Subsolar Al/Si and Mg/Si ratios of non-carbonaceous chondrites reveal planetesimal formation during early condensation in the protoplanetary disk

1A.Morbidelli,1G.Libourel,2H.Palme,3 S.A.Jacobson,4D.C.Rubie
Earth and Planetary Science Letters 538, 116220 Link to Article [https://doi.org/10.1016/j.epsl.2020.116220]

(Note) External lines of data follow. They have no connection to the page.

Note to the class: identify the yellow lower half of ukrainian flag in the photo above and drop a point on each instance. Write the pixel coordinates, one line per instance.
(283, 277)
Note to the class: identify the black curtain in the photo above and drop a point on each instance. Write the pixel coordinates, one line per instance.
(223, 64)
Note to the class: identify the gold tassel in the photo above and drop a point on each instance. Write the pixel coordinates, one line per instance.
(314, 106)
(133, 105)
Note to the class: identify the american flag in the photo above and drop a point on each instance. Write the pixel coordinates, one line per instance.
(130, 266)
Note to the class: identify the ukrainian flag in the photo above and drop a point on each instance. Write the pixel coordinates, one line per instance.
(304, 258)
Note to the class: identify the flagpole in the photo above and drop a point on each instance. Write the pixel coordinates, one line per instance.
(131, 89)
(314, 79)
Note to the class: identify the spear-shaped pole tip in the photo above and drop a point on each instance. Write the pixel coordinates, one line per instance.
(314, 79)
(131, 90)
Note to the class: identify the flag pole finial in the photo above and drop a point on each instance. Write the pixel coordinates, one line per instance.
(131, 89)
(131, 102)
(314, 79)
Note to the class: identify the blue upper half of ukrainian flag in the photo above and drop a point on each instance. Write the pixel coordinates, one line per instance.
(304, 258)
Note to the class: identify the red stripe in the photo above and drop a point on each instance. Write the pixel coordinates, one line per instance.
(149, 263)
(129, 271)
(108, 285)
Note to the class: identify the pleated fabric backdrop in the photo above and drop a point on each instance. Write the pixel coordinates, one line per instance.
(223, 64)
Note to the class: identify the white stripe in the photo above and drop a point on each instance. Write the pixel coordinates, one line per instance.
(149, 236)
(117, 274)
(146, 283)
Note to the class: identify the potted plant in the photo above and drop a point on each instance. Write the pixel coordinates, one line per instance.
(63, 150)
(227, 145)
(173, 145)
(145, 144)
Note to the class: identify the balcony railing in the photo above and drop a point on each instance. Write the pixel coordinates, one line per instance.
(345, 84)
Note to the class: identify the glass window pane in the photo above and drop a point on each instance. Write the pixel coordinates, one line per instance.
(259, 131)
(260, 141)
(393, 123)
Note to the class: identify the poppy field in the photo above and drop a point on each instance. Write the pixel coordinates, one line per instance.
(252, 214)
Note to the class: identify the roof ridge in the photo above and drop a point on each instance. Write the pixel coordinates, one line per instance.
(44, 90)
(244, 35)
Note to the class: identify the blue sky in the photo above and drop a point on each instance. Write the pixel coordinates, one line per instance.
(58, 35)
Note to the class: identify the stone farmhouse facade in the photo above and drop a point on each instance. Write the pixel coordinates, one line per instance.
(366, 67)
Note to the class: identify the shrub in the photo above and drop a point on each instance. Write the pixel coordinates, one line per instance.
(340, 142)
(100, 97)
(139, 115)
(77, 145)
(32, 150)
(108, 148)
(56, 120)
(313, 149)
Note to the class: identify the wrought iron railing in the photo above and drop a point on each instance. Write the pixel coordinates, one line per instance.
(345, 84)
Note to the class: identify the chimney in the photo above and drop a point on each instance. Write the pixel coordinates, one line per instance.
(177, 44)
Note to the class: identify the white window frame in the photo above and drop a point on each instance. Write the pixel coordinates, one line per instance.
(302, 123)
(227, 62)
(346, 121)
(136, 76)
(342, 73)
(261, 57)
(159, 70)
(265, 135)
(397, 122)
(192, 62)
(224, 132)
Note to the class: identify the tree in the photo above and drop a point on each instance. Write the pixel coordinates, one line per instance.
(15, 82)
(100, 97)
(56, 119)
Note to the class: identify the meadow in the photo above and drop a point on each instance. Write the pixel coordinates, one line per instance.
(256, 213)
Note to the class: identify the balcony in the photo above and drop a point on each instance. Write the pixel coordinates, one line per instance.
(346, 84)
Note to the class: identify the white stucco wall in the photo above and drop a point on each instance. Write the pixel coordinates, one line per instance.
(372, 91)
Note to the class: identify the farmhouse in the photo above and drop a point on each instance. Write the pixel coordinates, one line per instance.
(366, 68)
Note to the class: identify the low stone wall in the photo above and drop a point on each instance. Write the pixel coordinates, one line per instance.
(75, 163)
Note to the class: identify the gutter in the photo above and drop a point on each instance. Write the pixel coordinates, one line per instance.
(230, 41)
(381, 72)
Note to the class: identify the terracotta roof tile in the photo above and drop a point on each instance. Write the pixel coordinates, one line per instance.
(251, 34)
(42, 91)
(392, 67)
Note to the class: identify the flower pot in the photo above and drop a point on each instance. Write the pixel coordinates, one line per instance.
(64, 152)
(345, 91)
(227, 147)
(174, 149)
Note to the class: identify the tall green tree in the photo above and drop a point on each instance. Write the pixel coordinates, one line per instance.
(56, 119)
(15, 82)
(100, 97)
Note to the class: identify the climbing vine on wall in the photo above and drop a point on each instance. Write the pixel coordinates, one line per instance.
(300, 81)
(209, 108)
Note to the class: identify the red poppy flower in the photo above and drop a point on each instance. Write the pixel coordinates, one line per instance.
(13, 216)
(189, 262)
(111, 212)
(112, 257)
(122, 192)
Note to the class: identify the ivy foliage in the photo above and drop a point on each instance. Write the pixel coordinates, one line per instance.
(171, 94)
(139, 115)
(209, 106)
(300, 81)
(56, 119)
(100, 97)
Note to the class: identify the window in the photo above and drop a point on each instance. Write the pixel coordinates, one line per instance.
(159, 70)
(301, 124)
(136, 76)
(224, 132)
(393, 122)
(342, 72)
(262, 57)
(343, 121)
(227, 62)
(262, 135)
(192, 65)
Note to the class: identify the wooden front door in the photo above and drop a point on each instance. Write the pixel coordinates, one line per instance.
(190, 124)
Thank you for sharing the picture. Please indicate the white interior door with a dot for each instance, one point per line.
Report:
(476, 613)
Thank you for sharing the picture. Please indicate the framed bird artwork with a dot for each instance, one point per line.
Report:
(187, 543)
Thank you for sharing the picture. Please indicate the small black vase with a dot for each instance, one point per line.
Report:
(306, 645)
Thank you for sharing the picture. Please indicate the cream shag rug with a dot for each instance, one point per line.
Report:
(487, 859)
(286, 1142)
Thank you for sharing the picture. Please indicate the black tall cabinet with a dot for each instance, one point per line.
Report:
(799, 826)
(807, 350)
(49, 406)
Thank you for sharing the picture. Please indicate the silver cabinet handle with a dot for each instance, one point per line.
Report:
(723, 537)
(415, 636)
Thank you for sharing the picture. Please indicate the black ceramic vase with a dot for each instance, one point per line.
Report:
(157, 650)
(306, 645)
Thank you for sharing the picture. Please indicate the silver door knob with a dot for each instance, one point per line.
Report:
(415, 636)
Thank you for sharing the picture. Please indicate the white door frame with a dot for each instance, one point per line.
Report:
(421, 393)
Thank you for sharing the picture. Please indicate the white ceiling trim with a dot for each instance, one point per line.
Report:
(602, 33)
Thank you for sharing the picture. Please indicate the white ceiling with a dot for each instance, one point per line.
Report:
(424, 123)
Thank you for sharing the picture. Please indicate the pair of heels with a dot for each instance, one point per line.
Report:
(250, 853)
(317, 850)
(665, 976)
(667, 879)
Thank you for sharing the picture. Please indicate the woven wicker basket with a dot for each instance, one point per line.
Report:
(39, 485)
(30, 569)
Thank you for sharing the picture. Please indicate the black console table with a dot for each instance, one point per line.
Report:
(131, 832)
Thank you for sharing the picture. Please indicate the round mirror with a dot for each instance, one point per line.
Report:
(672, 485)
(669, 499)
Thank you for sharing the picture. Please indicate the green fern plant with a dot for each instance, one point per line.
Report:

1Laboratoire Lagrange, UMR7293, Université de Nice Sophia-Antipolis, CNRS, Observatoire de la Côte d’Azur, Boulevard de l’Observatoire, 06304 Nice Cedex 4, France
2Senckenberg, world of biodiversity, Sektion Meteoritenforschung, Senckenberganlage 25, 60325 Frankfurt am Main, Germany
3Northwestern University, Dept. of Earth and Planetary Sciences, Evanston, 60208 IL, United States of America
4Bayerisches Geoinstitut, University of Bayreuth, 95440, Bayreuth, Germany
Copyright Elsevier

The Al/Si and Mg/Si ratios in non-carbonaceous chondrites are lower than the solar (i.e., CI-chondritic) values, in sharp contrast to the non-CI carbonaceous meteorites and the Earth, which are enriched in refractory elements and have Mg/Si ratios that are solar or larger. We show that the formation of a first generation of planetesimals during the condensation of refractory elements implies the subsequent formation of residual condensates with strongly sub-solar Al/Si and Mg/Si ratios. The mixing of residual condensates with different amounts of material with solar refractory/Si element ratios explains the Al/Si and Mg/Si values of non-carbonaceous chondrites. To match quantitatively the observed ratios, we find that the first-planetesimals should have accreted when the disk temperature was ∼1,330–1,400 K depending on pressure and assuming a solar C/O ratio of the disk. We discuss how this model relates to our current understanding of disk evolution, grain dynamics, and planetesimal formation. We also extend the discussion to moderately volatile elements (e.g., Na), explaining how it may be possible that the depletion of these elements in non-carbonaceous chondrites is correlated with the depletion of refractory elements (e.g., Al). Extending the analysis to Cr, we find evidence for a higher than solar C/O ratio in the protosolar disk’s gas when/where condensation from a fractionated gas occurred. Finally, we discuss the possibility that the supra-solar Al/Si and Mg/Si ratios of the Earth are due to the accretion of ∼40% of the mass of our planet from the first-generation of refractory-rich planetesimals.